The combination of APR-246 with ferroptosis inducers has synergistic anti-leukemic effects in acute myeloid leukemia in vitro. (A) Viability curves for MOLM-14 and OCI-AML2 cells with or without GPX4 inducible small hairpin RNA (shRNA) at 16 hours (h) post APR-246 treatment. Prior to adding APR-246, the cells were treated for 2 days with doxycycline (n=3). Error bars ± standard deviation. (B) Illustrative synergy map (left panel) of 24 h co-treatment of MOLM-14 cells with APR-246 and RSL3. The mean cell viability of three independent experiments was used. Mean synergy scores of the most synergistic area of 24 h co-treatment of acute myeloid leukemia (AML) cell lines with APR-246 and RSL3 (n=3).(C) Illustrative synergy map (left panel) of 24 h co-treatment of MOLM-14 cells with APR-246 and FINO2. The mean cell viability of three independent experiments was used.
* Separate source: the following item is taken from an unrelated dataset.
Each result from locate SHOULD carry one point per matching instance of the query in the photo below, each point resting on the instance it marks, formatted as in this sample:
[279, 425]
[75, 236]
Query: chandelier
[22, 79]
Mean synergy scores of the most synergistic area of 24 h co-treatment of AML cell lines with APR-246 and FINO2 (n=3).

Figure 8.

The combination of APR-246 with SLC7A11 inhibition has synergistic anti-leukemic effects in acute myeloid leukemia in vivo. (A) Design of the in vivo experiment. (B) Representative flow cytometry analysis of bone marrow cells marked with mCD45.1 and hCD45 from each treatment subgroup. (C) Viable mCD45.1- hCD45⁺ hCD33⁺ cell counts in the bone marrow of the different treatment subgroups. Bars represent mean of all experiments and errors denote ± standard deviations. Statistics by t-test; *P<0.05, **P<0.01, ***P<0.0001.